In other words, Lohse could improve substantially, and still not be a heck of a lot better than league average; the most successful pitchers on his comparables list are Rick Rhoden and Todd Stottlemyre, pitchers who were not known for their dominance so much as their dependable mediocrity. Certainly, there are things to like about Lohse: his strikeout rate has inched upward throughout his career–especially in the second half of last season–and he's pitching in front of the sort of defense that should buoy his confidence. But it's tough to imagine that he will emerge the winner of a head-to-head battle in spring training with strikeout fiend Johan Santana.

Conclusion

The breakout scores generated by PECOTA are useful tools for evaluating a player's value going forward. In certain instances, such as those of Peavy or Jeremy Giambi, the weight of evidence provided by the comparable players data is sufficiently strong that it can lead to a more enlightened view of player development.

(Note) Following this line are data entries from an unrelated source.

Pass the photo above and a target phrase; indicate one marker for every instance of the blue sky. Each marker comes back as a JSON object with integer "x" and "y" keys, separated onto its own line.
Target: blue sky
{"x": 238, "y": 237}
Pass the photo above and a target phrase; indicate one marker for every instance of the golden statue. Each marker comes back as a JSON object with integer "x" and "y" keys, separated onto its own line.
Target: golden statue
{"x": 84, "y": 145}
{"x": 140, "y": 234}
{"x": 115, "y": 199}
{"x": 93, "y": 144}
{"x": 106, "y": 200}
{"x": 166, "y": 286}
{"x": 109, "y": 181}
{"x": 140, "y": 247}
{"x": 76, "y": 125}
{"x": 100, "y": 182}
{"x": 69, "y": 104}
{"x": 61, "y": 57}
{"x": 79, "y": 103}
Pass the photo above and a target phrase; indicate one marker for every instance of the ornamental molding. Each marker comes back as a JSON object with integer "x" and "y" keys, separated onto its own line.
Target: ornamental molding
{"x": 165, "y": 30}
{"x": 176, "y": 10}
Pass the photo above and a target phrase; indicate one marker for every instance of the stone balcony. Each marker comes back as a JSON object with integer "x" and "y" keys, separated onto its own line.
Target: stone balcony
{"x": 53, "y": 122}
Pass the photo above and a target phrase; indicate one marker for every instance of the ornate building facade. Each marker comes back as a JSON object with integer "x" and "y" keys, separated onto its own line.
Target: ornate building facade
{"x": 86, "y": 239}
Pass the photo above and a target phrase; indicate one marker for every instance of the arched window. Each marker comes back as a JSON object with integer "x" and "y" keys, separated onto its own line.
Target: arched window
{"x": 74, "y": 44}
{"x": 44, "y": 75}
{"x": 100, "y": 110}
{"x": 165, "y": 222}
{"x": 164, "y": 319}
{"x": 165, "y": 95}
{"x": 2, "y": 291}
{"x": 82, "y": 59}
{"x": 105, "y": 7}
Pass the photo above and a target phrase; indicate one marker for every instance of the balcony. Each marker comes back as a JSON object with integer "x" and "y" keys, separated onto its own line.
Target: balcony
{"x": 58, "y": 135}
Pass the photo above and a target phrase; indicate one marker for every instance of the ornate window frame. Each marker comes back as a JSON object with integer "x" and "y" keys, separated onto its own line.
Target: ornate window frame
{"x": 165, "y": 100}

The PECOTA program, however, can only make assessments on the basis of the information that is provided to it–a player's record of performance in various categories, his usage history, and easily-measured physical attributes such as height, weight, and handedness. It cannot provide context where none is present, and it cannot evaluate latent traits that a scout might observe, but have yet to translate into improved performance.

The Breakout scores are driven by a half-century of empirical data, and over the long run, ought to be roughly accurate; one out of five players with a Breakout score of 20% will go on to have a breakout season, and so on. PECOTA has no way to distinguish the one player from the other four; a good scout might. Scouting and statistical analysis are sometimes presented as opposing approaches to player evaluation, but there is no reason why that need be the case. Baseball has reluctantly entered the information era, and the ability of teams to use both types of analysis in concert with one another will be a key driver of success.